For centuries, the wine industry has meticulously built a vocabulary that attempts to capture this experience, using metaphor, scientific specifications, and sensory descriptions to pinpoint nearly every variation between glasses. Here are a few of the most common categories used:
- Aroma: Also known as nose. This is what you notice when you bring the glass to your nose before taking a sip. You may hear the terms, floral, mineral, or vegetal qualities at this stage.
- Taste: The dominant flavors that shape the wine’s character, such as fruity, spicy, herbal, or earthy.
- Mouthfeel: The texture or weight of the wine in the mouth, such as silky, crisp, velvety, or tannic.
- Finish: This is the taste that stays in your mouth after you swallow. It can be short and bright, long and smoky, or many other things.
- Structure: The balance between acidity, alcohol, tannins, and sweetness that determines a wine’s complexity and ageability.

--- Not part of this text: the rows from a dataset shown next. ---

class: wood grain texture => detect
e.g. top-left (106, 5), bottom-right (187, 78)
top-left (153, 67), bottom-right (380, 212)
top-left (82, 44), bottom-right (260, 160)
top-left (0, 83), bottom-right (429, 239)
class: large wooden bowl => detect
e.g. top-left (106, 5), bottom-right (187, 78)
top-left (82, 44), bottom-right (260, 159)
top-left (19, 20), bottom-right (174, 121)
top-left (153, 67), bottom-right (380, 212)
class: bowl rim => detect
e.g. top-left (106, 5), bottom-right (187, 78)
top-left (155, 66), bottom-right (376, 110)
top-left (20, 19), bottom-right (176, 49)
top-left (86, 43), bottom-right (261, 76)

- Terroir: The geographical “fingerprint” that combines soil, climate, and region, which gives each wine a unique identity.
- Country or Region of Origin: A shorthand for style and quality; Burgundy signals something different from Napa, just as Rioja evokes something distinct from Stellenbosch.

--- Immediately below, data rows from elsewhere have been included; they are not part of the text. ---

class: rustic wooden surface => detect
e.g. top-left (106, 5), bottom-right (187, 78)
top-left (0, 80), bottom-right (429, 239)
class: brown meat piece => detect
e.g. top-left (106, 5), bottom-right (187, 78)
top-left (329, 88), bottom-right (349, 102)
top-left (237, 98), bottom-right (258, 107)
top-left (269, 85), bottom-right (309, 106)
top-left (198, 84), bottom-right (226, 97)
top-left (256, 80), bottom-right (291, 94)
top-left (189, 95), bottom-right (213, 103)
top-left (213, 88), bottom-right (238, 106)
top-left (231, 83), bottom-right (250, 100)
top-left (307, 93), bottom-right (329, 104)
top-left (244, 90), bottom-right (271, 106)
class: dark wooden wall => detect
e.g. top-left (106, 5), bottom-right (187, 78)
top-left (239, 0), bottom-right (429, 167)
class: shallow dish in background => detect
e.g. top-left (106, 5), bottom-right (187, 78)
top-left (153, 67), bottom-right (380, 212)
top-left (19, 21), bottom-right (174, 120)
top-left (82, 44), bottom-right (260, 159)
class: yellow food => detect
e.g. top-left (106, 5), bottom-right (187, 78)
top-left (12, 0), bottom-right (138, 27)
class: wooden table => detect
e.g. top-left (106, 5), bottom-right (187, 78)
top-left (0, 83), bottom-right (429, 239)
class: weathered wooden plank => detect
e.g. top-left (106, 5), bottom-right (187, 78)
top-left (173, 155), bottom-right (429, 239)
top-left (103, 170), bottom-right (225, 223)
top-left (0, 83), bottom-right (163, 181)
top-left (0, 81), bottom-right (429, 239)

- Vintage: The year the grapes were harvested, which serves as a snapshot of how the wine has aged in the bottle.
Connection VS Division
The language of wine, like the drink itself, is meant to bring people together. It creates a sense of shared experience; a vocabulary through which enthusiasts can compare notes, debate vintages, and celebrate craftsmanship. Talking about wine is an act of connection, a way of saying, “I taste this too.” It helps us bridge the gap between the private and the communal, between sensation and story.
But this connection is not always universal. For every person who feels included by the poetry of “sun-warmed berries and a whisper of oak,” there’s someone else who feels excluded, unsure of what those words even mean. For many, there’s also a performative element at play. Describing wine can be a lot like theatre and an opportunity to display knowledge and craft a narrative around the bottle. Phrases like “this Syrah carries the memory of volcanic soil” or “you can almost taste the fog of the Sonoma Coast” evoke romance, but they can also feel like incantations meant to impress rather than include.
While wine descriptions can provide a more accurate understanding of a given experience, they still take time to fully understand, and even longer to replicate. The more specialized the language becomes, the more it signals belonging. Knowing how to discuss “tannic grip” or “minerality” may be necessary for pinpointing the wine’s description, but failing to do so can not only cause an adverse reaction in wine circles but also be seen as cultural illiteracy.
Finding a Common Tongue
If wine has its own language, can anyone learn to speak it? Fortunately for many, the answer is yes. But, like any dialect, fluency relies on exposure, patience, and curiosity. For those not raised among corks and cellars, the first step is to listen, taste, and ask questions. When someone says a wine is “dry,” “full-bodied,” or “balanced,” what do they mean? What sensations correspond to those words? With time, patterns emerge. You begin to recognize that tannin refers to the drying grip on your tongue, that acidity gives the wine freshness, and that oak contributes warmth and spice. Metaphors that once seemed esoteric start to feel like practical tools for understanding your own palate.
But learning the language of wine doesn’t have to mean adopting its pretension. You don’t need to speak in riddles or recite vineyard elevations to enjoy what’s in the glass. In fact, the best communicators in the wine world, including renowned sommeliers, approachable wine writers, and generous friends, use language to open doors, not close them. They translate complexity into clarity, showing that the point isn’t to sound expert but to share pleasure.
The key is authenticity. Your description of a wine doesn’t have to match anyone else’s. If you taste “grandma’s strawberry jam” or “summer rain on asphalt, those are real experiences, just as valid as “notes of cassis” or “secondary fermentation.” Wine is a deeply personal encounter, and the words that capture it should reflect that.